Remembering a Fallen Warlord–Feng Yuxiang

August 24, 2007

Loyal Readers,

Being back in Taiyuan is great–how I survived those long months of near captivity in the United States, not to mention my near disastrous campaigns out in the Tibetan highlands, I have no idea. I swear I may never leave my beloved Shanxi. My wives–at least those who were not pimped out to the peasant hordes–are keeping me loopy on fenjiu while my favorite qinqiang opera stars “perform” for me all night long. Damn it feels good to be a warlord.

But my good fortune has a tinge of sadness as I think of a former colleague who no longer shares the good warlord life. I speak of Feng Yuxiang.

As my more thoughtful readers might remember, I had suspected that my boy Yuxiang (no, not the fish sauce) might be in charge of Beiping, but I now know he is in charge of jack shit. You see, that pussy whipped cut-and-runner Jiang Jieshi is determined to keep Feng Yuxiang out of power. What a fall from grace… Feng and I were once within a battle or two of pushing Jiang Jieshi into an early retirement… who knows, maybe he could have gone to the US and learned how to use a fork. Jiang lucked out, and while I am still firmly in control of Shanxi, Feng does not have two Mexican silver dollars to rub together.

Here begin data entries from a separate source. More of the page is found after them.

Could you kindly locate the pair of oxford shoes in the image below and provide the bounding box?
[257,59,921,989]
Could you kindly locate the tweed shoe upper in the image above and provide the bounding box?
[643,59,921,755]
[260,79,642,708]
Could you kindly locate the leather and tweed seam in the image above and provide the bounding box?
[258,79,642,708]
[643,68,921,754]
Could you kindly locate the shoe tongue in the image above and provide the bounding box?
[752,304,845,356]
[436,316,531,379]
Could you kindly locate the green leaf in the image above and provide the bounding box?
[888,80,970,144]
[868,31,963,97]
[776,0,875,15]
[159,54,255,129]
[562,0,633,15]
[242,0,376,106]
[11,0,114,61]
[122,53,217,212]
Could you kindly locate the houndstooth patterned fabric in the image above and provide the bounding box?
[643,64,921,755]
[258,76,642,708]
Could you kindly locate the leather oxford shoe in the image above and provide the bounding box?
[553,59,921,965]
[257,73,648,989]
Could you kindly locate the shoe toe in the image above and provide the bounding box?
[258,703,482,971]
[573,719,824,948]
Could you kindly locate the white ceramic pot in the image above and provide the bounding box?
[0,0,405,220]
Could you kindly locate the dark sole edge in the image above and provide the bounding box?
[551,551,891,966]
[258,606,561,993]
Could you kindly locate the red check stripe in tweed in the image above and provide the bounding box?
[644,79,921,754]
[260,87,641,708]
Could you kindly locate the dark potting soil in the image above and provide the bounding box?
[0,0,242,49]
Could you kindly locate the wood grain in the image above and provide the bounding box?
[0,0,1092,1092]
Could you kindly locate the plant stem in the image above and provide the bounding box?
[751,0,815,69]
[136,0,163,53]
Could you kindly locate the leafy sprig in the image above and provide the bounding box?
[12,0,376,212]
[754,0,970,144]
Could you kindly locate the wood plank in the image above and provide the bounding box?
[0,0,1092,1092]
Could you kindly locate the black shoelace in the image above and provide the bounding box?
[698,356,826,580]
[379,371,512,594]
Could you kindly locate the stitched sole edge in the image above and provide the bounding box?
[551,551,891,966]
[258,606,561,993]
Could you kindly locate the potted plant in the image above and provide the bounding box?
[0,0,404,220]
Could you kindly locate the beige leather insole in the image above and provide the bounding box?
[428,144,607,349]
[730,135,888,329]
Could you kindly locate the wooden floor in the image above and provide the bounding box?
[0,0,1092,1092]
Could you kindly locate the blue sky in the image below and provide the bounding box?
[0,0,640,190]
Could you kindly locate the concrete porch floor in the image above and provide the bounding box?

Now, Feng Yuxiang and I have had our differences. He has been at times known as the “Christian General” and the “Red General.” That tells you he is something of a moralist, and he loves to get on his high horse and tell people not to whore around, drink, or gamble. Fuck that! What is the point of being a warlord if I cannot get loaded with some whores and double the Shanxi treasury playing mahjong? As for the “Red General”–it is true that Feng spent way too much time in “mother Russia,” and since he was not banging Russian whores, you just have to think he is politically suspect.

But to be without an army, without a territory? Just too sad. Fuck, I am a bit depressed. Time to go do all the things that would make my former ally pray to his Western gods.